The report says cost-cutting is at 69% - down from 78% in March, and the impacts of fuel prices have also gone down from 60% in March to 50% in June.
Of those surveyed, 38% say they’re having to seek paid employment, down from 56% in March.
The majority of sole traders are still making a conscious choice to not work for a larger company (this is at 73%).
Flexibility is the main driver of this at 76%, followed by control over business direction at 53%, having responsibility for business performance is at 29%, and being able to deal with customers and suppliers directly sits at 21%.

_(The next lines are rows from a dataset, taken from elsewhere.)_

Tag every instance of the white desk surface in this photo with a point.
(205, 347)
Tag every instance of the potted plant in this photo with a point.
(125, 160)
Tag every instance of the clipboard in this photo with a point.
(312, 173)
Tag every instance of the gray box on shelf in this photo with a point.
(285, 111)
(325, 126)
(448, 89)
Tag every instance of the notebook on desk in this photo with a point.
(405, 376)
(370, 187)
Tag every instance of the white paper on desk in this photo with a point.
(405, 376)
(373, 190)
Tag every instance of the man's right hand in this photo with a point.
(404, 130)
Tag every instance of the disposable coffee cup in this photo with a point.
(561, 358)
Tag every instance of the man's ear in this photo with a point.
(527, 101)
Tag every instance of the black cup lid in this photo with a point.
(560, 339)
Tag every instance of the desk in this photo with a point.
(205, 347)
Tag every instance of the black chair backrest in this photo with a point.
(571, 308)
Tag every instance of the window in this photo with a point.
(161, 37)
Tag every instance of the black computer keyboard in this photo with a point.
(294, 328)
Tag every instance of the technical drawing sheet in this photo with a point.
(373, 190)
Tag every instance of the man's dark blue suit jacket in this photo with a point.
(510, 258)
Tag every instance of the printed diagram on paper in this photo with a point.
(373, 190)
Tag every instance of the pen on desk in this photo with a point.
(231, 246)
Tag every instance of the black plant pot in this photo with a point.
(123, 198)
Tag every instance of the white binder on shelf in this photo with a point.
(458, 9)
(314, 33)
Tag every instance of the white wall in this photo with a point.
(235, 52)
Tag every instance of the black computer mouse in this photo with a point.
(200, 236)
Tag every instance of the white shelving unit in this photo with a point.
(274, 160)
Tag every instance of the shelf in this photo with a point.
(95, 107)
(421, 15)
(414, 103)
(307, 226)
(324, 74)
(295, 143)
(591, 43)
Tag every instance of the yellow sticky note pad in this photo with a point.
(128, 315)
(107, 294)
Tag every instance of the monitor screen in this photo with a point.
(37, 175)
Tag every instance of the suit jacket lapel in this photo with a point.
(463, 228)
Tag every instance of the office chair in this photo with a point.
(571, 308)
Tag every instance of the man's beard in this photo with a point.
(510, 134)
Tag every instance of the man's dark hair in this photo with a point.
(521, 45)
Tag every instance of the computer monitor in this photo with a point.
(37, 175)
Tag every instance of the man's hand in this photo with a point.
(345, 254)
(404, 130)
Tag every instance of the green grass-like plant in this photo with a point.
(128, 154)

KiwiSaver government contribution
The report says 46% of sole traders surveyed believe the National-led government has performed well since being elected.
“The overall view of their tenure is at best neutral, with half (48%) saying that the National-led government has had little to no effect on their sole trading business, and only a fifth (20%) saying that it has had a positive impact.”
Concerns have also been raised by sole traders about the impact of the Government’s changes to its KiwiSaver contribution rate.
Following Budget Day, the Government’s contribution rate has gone down to 25 cents for each dollar a member contributes. This was previously 50 cents for each dollar which meant receiving a maximum Government contribution of $521.43.
To get the Government’s full contribution now, which is $260.72, people need to put in at least $1042.86 of their own money between July 1 to June 30 each year.
The report found 52% of sole traders surveyed opposed the KiwiSaver co-contribution cut while 14% of sole traders believed the most recent Budget would benefit them.
“The majority (83%) are aware of the KiwiSaver change, and 43% say it will alter saving behaviour - indicating a long-term policy risk for retirement adequacy among sole traders.”
Alongside this, Fuller says 24% of sole traders surveyed were planning to reduce their voluntary contributions. This follows a previous 41% of sole traders who have paused KiwiSaver or saving contributions due to inflationary pressures.
"There’s been this steady stream in the last 18 months of sole traders having to reduce their voluntary KiwiSaver contributions just to get by and now with the Government contribution cut in half, there’s even less incentive for them to save for their futures.”
This is going to create a generation of sole traders who won’t have enough money saved for their retirements and will need Government support in the future when they reach retirement age, Fuller says.
Some sole traders are now looking for alternatives to KiwiSaver.
“What we’re seeing now is people in the sole trader industry diverting what would have been their KiwiSaver contributions to other investment products."
This is a huge challenge for sole traders, Fuller says.